Alexandre Léger auteur rétro

Tout l’univers- Littérature française

Aujourd’hui: « Niourk » de Stefan Wul (1957)

Un orphelin surnommé ‘L’enfant noir » survit au sein d’une tribu sur une Terre ravagée par une apocalypse nucléaire. Un jour, il quitte la tribu pour mener une quête dont il ressortira transfiguré…

Certes, Noel est passé mais c’est tout de même la fin de l’année. Le moment propice pour évoquer l’enfance et ses lectures. « Niourk » de l’auteur Stefan Wul (Qui s’appelait, je le rappelle, Pierre Pairault et exerçait le métier de dentiste) faisait pour ma part partie de ces lectures de l’âge tendre. Il y avait en effet de quoi avec cette histoire d’enfant égaré qui, livré à lui-même, grandit au gré des expériences qui jalonnent son chemin. C’est de manière transcendée l’histoire d’un passage de l’état d’enfant à celui d’adulte.

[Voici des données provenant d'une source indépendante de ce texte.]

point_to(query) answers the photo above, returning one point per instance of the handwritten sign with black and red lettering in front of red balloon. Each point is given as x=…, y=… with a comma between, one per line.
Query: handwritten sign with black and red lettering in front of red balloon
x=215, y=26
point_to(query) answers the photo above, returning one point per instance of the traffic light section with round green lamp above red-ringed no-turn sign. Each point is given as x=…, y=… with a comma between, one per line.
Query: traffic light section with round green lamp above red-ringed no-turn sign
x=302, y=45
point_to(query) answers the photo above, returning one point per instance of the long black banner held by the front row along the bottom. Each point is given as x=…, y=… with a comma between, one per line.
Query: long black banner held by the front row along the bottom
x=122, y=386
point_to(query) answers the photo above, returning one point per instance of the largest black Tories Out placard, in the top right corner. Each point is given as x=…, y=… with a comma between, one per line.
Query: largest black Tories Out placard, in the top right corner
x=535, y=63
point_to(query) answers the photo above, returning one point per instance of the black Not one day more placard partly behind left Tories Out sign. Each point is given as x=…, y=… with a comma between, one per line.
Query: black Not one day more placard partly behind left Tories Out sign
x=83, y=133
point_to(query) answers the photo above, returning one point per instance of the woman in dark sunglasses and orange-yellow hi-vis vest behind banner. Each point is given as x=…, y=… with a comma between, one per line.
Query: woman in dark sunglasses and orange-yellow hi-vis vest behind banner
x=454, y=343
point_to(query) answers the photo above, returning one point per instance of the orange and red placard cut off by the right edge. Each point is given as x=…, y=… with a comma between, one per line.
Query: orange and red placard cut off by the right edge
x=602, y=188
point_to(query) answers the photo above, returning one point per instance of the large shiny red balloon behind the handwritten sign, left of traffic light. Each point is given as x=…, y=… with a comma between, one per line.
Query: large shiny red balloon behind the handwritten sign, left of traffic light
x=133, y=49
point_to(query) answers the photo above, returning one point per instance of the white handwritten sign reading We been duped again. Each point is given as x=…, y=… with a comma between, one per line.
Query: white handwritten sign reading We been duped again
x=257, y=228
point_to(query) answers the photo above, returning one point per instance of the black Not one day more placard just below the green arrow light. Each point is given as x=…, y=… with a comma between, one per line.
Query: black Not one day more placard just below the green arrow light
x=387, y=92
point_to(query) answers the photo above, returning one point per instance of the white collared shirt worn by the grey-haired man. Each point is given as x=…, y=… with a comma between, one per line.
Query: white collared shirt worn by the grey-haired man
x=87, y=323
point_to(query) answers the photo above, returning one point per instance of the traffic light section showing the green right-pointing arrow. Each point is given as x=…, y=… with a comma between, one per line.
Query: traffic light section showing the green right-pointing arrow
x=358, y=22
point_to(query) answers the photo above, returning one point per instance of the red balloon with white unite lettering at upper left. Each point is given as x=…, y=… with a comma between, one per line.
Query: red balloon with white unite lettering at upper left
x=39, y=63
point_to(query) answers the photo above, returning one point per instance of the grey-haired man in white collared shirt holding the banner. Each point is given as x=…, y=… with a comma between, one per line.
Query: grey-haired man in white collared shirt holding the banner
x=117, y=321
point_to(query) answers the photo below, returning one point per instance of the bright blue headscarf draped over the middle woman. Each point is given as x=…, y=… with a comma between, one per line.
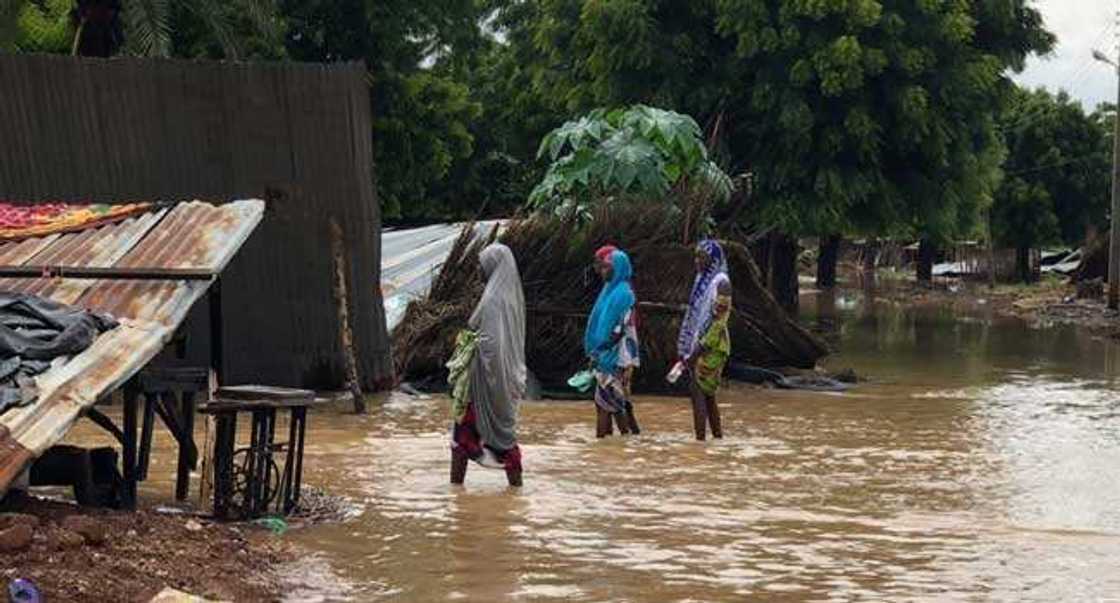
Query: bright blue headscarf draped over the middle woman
x=614, y=301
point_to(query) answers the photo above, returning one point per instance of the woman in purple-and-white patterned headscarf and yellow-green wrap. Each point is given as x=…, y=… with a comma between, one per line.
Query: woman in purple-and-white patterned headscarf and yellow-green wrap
x=705, y=344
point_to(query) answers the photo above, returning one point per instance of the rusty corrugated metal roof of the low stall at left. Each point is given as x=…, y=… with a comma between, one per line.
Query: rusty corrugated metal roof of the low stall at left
x=195, y=235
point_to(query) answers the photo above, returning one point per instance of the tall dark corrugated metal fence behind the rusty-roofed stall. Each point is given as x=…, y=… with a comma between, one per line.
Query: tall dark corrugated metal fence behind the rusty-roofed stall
x=296, y=135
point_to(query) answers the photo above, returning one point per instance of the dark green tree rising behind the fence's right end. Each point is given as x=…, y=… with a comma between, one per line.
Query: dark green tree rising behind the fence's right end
x=423, y=109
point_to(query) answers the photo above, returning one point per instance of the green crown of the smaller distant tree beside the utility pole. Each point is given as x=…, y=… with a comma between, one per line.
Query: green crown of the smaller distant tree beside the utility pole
x=1058, y=171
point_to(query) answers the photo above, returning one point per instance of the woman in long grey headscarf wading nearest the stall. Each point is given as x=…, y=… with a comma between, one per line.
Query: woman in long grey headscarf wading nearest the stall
x=488, y=373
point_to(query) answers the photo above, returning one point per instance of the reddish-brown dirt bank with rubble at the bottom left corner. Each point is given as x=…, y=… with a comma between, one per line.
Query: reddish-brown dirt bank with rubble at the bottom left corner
x=89, y=555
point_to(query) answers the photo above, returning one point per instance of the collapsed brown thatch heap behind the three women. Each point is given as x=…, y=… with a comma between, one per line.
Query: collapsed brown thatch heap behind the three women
x=555, y=257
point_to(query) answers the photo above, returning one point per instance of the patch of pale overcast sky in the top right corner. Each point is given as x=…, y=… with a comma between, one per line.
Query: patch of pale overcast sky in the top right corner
x=1080, y=25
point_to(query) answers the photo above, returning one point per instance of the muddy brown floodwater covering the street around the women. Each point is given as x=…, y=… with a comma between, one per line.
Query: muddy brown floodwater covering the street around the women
x=983, y=463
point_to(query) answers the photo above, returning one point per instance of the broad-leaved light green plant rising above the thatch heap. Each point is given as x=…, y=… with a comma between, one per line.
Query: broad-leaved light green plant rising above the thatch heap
x=640, y=152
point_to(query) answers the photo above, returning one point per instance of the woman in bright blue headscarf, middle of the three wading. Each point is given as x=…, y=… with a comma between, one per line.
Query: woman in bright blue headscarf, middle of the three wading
x=612, y=346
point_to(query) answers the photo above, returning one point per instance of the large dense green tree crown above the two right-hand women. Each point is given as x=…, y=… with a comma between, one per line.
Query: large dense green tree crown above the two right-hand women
x=853, y=116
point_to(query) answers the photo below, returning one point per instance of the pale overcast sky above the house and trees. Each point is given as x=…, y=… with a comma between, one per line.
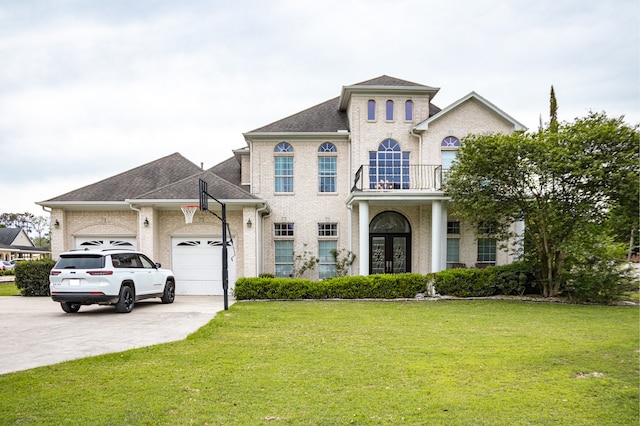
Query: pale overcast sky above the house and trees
x=89, y=89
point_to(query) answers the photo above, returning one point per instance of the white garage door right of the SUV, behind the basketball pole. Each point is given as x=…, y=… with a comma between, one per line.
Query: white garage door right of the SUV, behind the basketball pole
x=197, y=265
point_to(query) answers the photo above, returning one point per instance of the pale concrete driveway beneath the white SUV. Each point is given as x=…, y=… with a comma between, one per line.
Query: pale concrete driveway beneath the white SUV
x=35, y=331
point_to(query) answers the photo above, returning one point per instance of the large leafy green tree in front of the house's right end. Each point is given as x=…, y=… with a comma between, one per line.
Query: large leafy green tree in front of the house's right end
x=560, y=181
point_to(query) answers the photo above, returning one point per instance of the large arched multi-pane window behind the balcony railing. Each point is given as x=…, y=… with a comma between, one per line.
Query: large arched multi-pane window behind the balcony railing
x=389, y=166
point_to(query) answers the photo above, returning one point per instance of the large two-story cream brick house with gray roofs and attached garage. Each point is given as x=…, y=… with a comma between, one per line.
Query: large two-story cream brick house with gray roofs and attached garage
x=359, y=173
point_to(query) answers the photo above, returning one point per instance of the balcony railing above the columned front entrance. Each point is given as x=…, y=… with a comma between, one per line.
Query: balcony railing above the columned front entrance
x=417, y=177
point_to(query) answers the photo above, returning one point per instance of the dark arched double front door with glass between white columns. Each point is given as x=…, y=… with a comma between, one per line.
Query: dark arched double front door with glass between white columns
x=389, y=244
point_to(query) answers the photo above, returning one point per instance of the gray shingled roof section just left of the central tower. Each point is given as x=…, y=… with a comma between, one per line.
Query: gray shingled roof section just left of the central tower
x=324, y=117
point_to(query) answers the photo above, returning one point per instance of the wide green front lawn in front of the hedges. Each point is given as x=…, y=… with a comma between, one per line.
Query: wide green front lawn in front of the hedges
x=481, y=362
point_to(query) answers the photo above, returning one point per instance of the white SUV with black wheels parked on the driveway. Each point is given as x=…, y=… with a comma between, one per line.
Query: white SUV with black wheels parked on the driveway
x=108, y=277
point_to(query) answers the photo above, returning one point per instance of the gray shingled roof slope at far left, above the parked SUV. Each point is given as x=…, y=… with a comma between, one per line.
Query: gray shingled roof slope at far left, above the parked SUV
x=130, y=184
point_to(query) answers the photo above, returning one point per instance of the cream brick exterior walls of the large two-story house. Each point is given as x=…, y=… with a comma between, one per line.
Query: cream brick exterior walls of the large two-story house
x=153, y=223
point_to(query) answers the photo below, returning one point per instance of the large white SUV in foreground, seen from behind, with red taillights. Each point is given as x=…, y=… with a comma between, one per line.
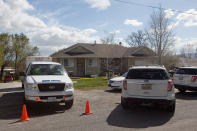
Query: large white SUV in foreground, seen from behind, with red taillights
x=148, y=85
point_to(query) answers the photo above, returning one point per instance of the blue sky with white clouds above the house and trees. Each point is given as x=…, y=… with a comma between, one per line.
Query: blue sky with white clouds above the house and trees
x=52, y=25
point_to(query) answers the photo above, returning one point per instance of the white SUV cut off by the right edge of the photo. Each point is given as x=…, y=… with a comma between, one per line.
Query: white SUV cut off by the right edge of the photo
x=185, y=78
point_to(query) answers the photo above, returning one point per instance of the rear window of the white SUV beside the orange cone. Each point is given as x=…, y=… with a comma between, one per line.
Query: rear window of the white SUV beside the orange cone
x=154, y=74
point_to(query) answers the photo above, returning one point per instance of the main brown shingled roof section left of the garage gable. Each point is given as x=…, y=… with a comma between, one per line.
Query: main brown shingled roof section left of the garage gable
x=98, y=50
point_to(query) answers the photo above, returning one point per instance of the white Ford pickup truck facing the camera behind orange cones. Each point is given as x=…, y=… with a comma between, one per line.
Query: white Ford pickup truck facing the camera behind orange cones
x=48, y=82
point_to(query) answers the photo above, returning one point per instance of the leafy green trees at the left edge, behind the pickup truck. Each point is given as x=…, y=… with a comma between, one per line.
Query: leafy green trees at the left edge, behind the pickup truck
x=14, y=49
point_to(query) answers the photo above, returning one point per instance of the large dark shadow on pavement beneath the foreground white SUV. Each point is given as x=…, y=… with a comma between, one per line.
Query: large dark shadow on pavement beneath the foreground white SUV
x=139, y=117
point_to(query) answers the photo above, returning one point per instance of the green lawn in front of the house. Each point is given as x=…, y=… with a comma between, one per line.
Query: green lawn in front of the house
x=83, y=83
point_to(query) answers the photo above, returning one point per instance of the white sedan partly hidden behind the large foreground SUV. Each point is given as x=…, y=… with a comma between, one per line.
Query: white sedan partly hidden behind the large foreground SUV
x=116, y=82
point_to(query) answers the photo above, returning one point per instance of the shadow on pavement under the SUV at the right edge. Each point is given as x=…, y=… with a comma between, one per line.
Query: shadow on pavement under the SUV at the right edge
x=186, y=95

Cela ne doit pas occulter le caractère futuriste du récit et son cadre – une planète, la nôtre, détruite ce qui amène un renversement parfois comique des valeurs (Voir les publicités considérées comme des images religieuses, idée que reprendra Jean François Laguionie dans son dessin animé « Gwen le livre des sables ») Dans ce contexte, la transformation de l’enfant noir en être supérieur montre la foi de l’auteur en la jeunesse et en sa capacité salvatrice. Thème fréquent chez Wul, déjà présent dans « Oms en série » ou un jeune garçon sort son peuple de sa condition d’esclave. « Les jeunes, c’est l’avenir! » semble nous dire Wul. J’ai pour ma part des doutes. Surtout en voyant Greta Thunberg. Mais bon, son livre demeure un bon souvenir!